Aux termes de la lettre de licenciement, après avoir rappelé les dispositions applicables du règlement intérieur, la société reproche à M. [H] d'avoir été, le 27 octobre 2017, en état d'imprégnation alcoolique caractérisée par des signes d'ébriété (yeux brillants, débit de paroles important, utilisation du tutoiement à l'égard du directeur, haleine alcoolisée) et par deux éthylotests positifs. Elle indique que le salarié était en horaire de nuit (21h-5h) et qu'elle a refusé qu'il prenne son poste pour des raisons de sécurité, celui-ci devant effectuer des réglages sur des machines industrielles en fonctionnement. Elle ajoute que le salarié a reconnu avoir bu de l'alcool fort avant sa prise de poste et qu'il n'avait pas pris conscience lors de l'entretien préalable, des risques tant pour lui que pour les autres, de son comportement.
L'article L. 1321-4 du code du travail, dans sa version applicable au litige, dispose que le règlement intérieur ne peut être introduit qu'après avoir été soumis à l'avis du comité d'entreprise (...) il indique la date de son entrée en vigueur et (...) fait l'objet des mesures de publicité, le règlement intérieur, accompagné de l'avis du comité d'entreprise ou, à défaut, des délégués du personnel et, le cas échéant, du comité d'hygiène, de sécurité et des conditions de travail, est communiqué à l'inspecteur du travail.
Si le salarié soutient qu'il appartient à l'employeur de démontrer que le règlement intérieur lui est opposable, faisant valoir que ce dernier ne produit aucun exemplaire visé par ses soins, il convient de constater que par les justificatifs fournis, la société démontre qu'elle a respecté toutes les obligations légales ci-dessus visées pour qu'il soit opposable au salarié, aucune ne prévoyant que celui-ci porte sa signature ou son visa sur ledit document. De plus, il résulte des mentions de son bulletin de salaire de juillet 2014, que le salarié ne discute pas, que le règlement intérieur y était joint.

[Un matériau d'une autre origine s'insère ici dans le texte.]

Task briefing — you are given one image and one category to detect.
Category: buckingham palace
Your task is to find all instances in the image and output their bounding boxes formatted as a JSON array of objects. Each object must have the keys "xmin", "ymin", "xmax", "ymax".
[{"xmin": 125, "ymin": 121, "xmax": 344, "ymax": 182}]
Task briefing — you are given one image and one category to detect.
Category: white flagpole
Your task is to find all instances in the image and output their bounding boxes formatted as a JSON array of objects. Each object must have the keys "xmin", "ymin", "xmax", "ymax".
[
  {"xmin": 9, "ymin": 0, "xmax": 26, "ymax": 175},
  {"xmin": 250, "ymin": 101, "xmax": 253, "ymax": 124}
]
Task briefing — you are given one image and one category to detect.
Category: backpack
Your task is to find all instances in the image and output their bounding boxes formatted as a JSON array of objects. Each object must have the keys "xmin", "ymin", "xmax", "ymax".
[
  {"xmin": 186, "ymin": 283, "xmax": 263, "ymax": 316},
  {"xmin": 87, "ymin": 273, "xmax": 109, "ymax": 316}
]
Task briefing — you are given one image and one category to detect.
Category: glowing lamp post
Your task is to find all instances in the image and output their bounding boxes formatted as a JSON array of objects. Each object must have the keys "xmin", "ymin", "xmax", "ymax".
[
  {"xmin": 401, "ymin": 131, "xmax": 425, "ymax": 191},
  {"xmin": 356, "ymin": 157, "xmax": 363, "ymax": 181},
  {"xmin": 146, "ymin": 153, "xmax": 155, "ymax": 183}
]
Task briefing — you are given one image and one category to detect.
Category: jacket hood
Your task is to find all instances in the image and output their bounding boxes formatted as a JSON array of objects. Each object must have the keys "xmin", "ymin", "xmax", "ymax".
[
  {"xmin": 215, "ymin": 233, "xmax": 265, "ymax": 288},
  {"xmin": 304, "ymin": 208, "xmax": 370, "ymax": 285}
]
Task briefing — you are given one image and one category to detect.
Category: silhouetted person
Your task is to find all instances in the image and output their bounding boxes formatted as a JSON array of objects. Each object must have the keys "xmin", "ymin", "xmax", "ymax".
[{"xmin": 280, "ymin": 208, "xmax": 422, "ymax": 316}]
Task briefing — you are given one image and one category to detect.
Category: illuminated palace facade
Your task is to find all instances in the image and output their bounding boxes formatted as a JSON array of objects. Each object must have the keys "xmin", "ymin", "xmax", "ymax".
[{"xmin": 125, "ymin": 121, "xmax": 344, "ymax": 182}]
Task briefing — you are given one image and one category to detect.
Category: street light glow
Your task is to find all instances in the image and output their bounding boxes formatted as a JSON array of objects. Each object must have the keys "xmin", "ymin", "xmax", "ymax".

Dès lors ce moyen ne saurait prospérer.
L'article 2.6 du règlement intérieur interdit à tout membre du personnel de "pénétrer dans l'établissement en état d'ivresse" et précise les modalités de contrôle de l'alcoolémie des salariés "dont l'imprégnation alcoolique serait susceptible de constituer une menace pour eux-mêmes ou pour leur entourage et/ou qui occupent des postes à risques tels qu'énoncés dans le document unique".
C'est vainement que le salarié développe la notion pénale d'état d'ivresse manifeste, laquelle n'est pas celle retenue par le règlement intérieur, ou encore qu'il relève que les éthylotests pratiqués sont insuffisants à déterminer son taux d'imprégnation alcoolique, laquelle doit seulement être matériellement établie.
Or, les pièces versées démontrent qu'à sa prise de poste, le salarié présentait une imprégnation alcoolique supérieure à celle légalement autorisée, puisque les deux éthylotests, conformes à la norme NF X20-702 et non périmés, et alors qu'aucun élément ne permet, au-delà des allégations du salarié, d'établir qu'ils étaient défaillants ou dégradés, se sont révélés positifs. Le salarié avait d'ailleurs reconnu avoir consommé un "verre d'alcool fort" avant sa prise de poste, ce qu'il maintient d'ailleurs dans ses écritures (page 14). Au surplus, M. [G], responsable de l'atelier de nuit, témoigne du comportement inhabituel du salarié (très bavard, tutoiement du directeur) ce soir là, ce qui corrobore les constatations de l'employeur reprises dans la lettre de licenciement.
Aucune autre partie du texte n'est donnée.